In 2001, Coogan starred as Simon Garden, a well-meaning but ineffectual and naïve probation officer in director John Duigan's crime comedy film The Parole Officer, and the next year, he portrayed true-live pop impresario Tony Wilson, the head of Factory Records and an ambitious but frustrated local TV news reporter looking for a way to make his mark in Michael Winterbottom-directed comedic musical drama 24 Hour Party People. Afterward, he starred as Phileas Fogg, the wealthy, solitary, unmarried gentleman with regular habits and eccentric British inventor in Frank Coraci’s live action feature Around the World in 80 Days, based on a classic adventure novel by the French writer Jules Verne which first published in 1873, and voiced Heston the snake in Tommy O'Haver's screen adaptation of Gail Carson Levine's 1997 comedy-drama novel, Ella Enchanted (both in 2004). That same year, he also released a book on Alan Partridge, titled “Alan Partridge: Every Ruddy Word.”

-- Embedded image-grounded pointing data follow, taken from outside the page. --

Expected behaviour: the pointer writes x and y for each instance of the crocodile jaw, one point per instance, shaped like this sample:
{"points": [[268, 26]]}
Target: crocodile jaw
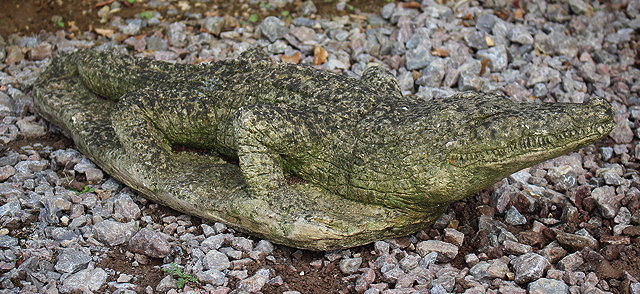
{"points": [[550, 133]]}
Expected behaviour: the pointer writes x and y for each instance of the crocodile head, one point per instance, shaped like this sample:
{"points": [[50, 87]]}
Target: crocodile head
{"points": [[485, 137], [451, 148]]}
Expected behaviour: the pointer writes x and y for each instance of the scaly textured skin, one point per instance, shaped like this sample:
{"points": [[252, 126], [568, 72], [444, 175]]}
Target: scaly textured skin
{"points": [[375, 164]]}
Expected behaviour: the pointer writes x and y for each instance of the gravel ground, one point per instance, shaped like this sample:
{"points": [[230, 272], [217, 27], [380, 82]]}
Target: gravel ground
{"points": [[569, 225]]}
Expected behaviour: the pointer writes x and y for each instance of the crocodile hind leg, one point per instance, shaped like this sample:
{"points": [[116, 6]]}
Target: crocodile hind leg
{"points": [[134, 128], [265, 134]]}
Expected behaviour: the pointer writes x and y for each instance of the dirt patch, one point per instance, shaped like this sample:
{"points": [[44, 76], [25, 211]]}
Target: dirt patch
{"points": [[144, 275], [50, 139], [32, 16]]}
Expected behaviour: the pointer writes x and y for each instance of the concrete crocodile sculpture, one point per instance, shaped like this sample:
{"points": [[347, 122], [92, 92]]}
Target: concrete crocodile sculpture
{"points": [[373, 163]]}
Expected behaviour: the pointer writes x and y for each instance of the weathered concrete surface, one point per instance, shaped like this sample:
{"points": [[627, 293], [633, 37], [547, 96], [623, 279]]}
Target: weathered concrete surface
{"points": [[374, 164]]}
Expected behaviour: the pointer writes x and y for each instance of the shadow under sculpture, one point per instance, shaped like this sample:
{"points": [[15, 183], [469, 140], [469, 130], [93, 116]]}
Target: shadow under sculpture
{"points": [[374, 164]]}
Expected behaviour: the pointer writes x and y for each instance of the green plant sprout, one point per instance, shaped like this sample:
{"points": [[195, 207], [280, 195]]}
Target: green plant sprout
{"points": [[87, 189], [182, 278], [146, 14]]}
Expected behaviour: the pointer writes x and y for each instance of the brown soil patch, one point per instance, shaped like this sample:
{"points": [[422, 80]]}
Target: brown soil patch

2005 saw Coogan co-starring as David Sutcliffe's longtime boyfriend in writer-director Don Roos' ensemble comedic drama about the ups and downs of relationships, Happy Endings (also with Lisa Kudrow, Tom Arnold and Maggie Gyllenhaal), and starring as Tristram Shandy/Walter Shandy/Steve Coogan in Michael Winterbottom's film-within-a-film, Tristram Shandy: A Cock and Bull Story. The following year, he was cast as Ambassador Mercy in writer-director Sofia Coppola's biopic of France's iconic but ill-fated queen, Marie Antoinette (starring Kirsten Dunst), and was cast opposite Ben Stiller in Shawn Levy’s action-adventure-comedy Night at the Museum, inspired by a 1993 children's book by Milan Trenc. He also returned to television to star as Tommy Saxondale, an ex-roadie with anger issues and the survivor of a hostile divorce who now owns a pest control business and lives with his new girlfriend Magz (played by Ruth Jones), on the British sitcom "Saxondale," which he also co-wrote.

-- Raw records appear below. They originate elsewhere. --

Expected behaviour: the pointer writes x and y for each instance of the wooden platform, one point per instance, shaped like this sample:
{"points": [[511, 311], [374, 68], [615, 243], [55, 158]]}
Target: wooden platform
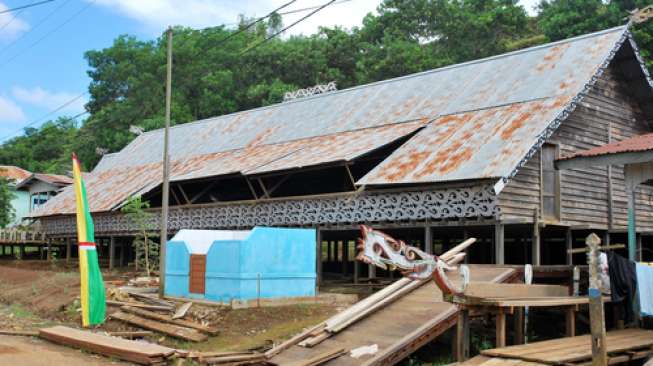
{"points": [[398, 329], [623, 346]]}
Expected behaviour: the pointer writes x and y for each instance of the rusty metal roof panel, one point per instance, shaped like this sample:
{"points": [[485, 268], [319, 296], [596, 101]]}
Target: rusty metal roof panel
{"points": [[537, 72], [479, 144], [641, 143], [473, 105]]}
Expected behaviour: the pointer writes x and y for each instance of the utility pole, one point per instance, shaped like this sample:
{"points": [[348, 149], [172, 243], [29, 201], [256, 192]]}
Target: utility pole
{"points": [[165, 192], [597, 320]]}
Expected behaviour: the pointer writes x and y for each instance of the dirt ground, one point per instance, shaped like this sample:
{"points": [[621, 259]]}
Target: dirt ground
{"points": [[35, 294], [30, 351]]}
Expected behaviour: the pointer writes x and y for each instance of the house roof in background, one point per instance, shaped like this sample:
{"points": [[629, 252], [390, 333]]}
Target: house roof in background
{"points": [[478, 120], [14, 173], [53, 179], [640, 143]]}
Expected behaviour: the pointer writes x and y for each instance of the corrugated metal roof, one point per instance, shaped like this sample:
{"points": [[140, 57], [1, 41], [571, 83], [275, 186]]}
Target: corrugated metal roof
{"points": [[107, 189], [14, 173], [634, 144], [472, 105], [485, 143]]}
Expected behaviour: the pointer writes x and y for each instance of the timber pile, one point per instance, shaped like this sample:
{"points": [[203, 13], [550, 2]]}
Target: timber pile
{"points": [[622, 345], [167, 319], [137, 352], [398, 329], [373, 303], [164, 328]]}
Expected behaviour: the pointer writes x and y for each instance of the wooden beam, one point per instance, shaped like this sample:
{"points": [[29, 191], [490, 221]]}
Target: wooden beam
{"points": [[266, 194], [68, 249], [597, 317], [499, 245], [570, 321], [318, 260], [518, 323], [569, 243], [584, 162], [183, 193], [428, 239], [500, 319], [462, 335], [203, 191], [112, 251]]}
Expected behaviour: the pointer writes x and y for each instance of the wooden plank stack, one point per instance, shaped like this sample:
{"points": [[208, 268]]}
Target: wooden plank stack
{"points": [[137, 352], [367, 306]]}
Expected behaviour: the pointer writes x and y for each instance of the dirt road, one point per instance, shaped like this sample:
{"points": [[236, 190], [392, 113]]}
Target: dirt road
{"points": [[30, 351]]}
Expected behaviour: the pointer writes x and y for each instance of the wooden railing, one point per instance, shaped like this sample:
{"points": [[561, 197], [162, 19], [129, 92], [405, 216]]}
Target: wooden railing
{"points": [[21, 236]]}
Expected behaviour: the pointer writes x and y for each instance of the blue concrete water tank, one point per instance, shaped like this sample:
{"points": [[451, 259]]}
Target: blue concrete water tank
{"points": [[264, 262]]}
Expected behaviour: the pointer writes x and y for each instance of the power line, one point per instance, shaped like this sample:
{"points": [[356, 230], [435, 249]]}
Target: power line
{"points": [[257, 44], [250, 25], [25, 6], [35, 27], [301, 10], [45, 116], [61, 25]]}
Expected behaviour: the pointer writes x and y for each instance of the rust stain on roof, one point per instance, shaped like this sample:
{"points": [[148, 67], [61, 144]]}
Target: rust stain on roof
{"points": [[639, 143]]}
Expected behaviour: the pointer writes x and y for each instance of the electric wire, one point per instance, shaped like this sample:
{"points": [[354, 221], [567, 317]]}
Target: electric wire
{"points": [[25, 6]]}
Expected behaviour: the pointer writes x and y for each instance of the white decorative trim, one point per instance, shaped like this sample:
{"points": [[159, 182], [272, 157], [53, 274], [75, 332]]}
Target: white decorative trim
{"points": [[367, 207]]}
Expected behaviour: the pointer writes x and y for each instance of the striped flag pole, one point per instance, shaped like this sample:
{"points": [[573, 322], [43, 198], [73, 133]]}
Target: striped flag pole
{"points": [[92, 287]]}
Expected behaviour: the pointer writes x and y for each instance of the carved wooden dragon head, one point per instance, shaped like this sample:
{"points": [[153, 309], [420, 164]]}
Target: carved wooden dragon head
{"points": [[381, 250]]}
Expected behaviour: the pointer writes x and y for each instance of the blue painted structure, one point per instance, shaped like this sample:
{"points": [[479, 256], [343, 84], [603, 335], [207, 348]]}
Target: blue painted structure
{"points": [[282, 260]]}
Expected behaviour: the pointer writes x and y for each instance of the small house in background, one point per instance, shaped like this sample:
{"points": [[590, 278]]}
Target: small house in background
{"points": [[20, 201], [229, 265], [41, 187]]}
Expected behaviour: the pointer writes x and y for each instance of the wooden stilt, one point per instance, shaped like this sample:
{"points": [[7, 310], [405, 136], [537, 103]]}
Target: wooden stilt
{"points": [[112, 252], [569, 244], [518, 319], [462, 335], [499, 245], [318, 261], [500, 329], [68, 249], [570, 321]]}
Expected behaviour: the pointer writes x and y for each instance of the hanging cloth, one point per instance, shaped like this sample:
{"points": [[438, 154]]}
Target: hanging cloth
{"points": [[645, 288], [623, 284]]}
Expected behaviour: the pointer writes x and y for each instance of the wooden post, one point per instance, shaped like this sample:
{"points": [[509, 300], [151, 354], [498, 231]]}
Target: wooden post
{"points": [[570, 321], [597, 318], [499, 248], [165, 188], [536, 244], [428, 239], [500, 329], [68, 249], [122, 253], [345, 256], [632, 224], [518, 319], [112, 251], [462, 335], [569, 241], [318, 260]]}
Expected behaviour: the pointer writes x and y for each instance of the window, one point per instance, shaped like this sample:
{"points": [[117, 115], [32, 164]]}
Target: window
{"points": [[550, 181]]}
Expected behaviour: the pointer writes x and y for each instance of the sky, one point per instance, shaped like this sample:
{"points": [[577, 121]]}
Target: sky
{"points": [[42, 65]]}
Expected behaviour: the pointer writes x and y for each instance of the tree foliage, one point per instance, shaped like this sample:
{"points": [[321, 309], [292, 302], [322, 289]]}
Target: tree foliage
{"points": [[212, 76], [7, 212], [147, 250]]}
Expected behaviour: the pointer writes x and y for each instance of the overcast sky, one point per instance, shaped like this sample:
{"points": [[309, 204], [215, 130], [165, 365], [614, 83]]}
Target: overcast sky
{"points": [[42, 63]]}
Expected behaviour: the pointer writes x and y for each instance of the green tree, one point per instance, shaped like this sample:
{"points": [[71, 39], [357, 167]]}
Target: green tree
{"points": [[7, 213], [147, 250]]}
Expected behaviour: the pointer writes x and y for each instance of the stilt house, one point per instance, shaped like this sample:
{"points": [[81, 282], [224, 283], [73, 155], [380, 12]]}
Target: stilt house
{"points": [[432, 158]]}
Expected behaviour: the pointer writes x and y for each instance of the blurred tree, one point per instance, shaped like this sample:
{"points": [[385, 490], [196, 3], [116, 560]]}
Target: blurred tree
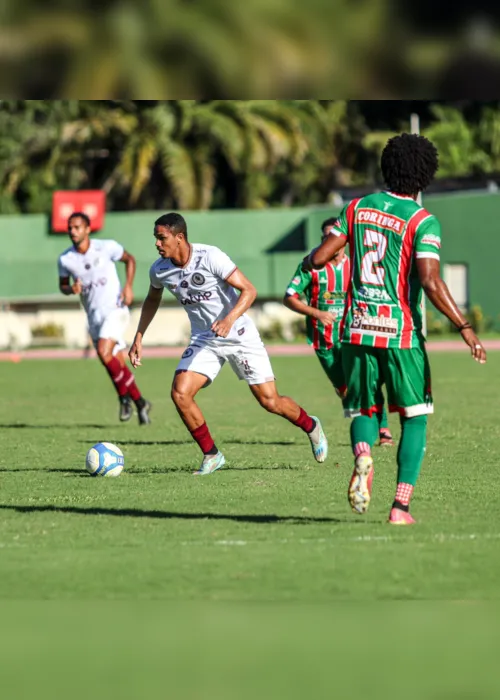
{"points": [[188, 154]]}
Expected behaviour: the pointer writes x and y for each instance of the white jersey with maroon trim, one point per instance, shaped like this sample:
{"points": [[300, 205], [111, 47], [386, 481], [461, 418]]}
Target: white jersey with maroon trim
{"points": [[201, 287], [96, 270]]}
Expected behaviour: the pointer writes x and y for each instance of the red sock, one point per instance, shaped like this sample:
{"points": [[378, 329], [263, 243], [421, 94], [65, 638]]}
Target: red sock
{"points": [[203, 438], [117, 374], [132, 388], [304, 421]]}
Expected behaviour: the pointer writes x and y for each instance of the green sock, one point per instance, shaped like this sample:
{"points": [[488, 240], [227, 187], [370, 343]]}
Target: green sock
{"points": [[383, 422], [411, 448], [364, 431]]}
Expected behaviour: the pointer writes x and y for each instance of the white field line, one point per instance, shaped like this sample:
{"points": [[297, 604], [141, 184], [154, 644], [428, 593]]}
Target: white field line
{"points": [[332, 541]]}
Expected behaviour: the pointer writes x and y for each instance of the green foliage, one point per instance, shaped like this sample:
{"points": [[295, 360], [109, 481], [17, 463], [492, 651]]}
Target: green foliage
{"points": [[191, 154]]}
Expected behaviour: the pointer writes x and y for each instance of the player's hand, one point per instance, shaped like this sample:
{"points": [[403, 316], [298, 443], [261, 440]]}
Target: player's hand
{"points": [[476, 348], [222, 327], [76, 287], [127, 295], [135, 353], [325, 317]]}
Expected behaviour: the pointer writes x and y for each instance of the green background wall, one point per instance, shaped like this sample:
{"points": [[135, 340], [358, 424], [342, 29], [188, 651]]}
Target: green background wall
{"points": [[266, 244]]}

Coogan just complete director Edgar Wright's latest film, a British police action/comedy called Hot Fuzz, starring Simon Pegg and Nick Frost. He is currently on set filming Jonathan Glatzer's comedy Safety Glass, Michael Winterbottom's Murder in Samarkand, based upon the memoirs of Craig Murray (will be played by Coogan), the former UK ambassador to Uzbekistan, and the movie version of Alan Partridge.

"If you do something very successful, you will then be defined by it." Steve Coogan.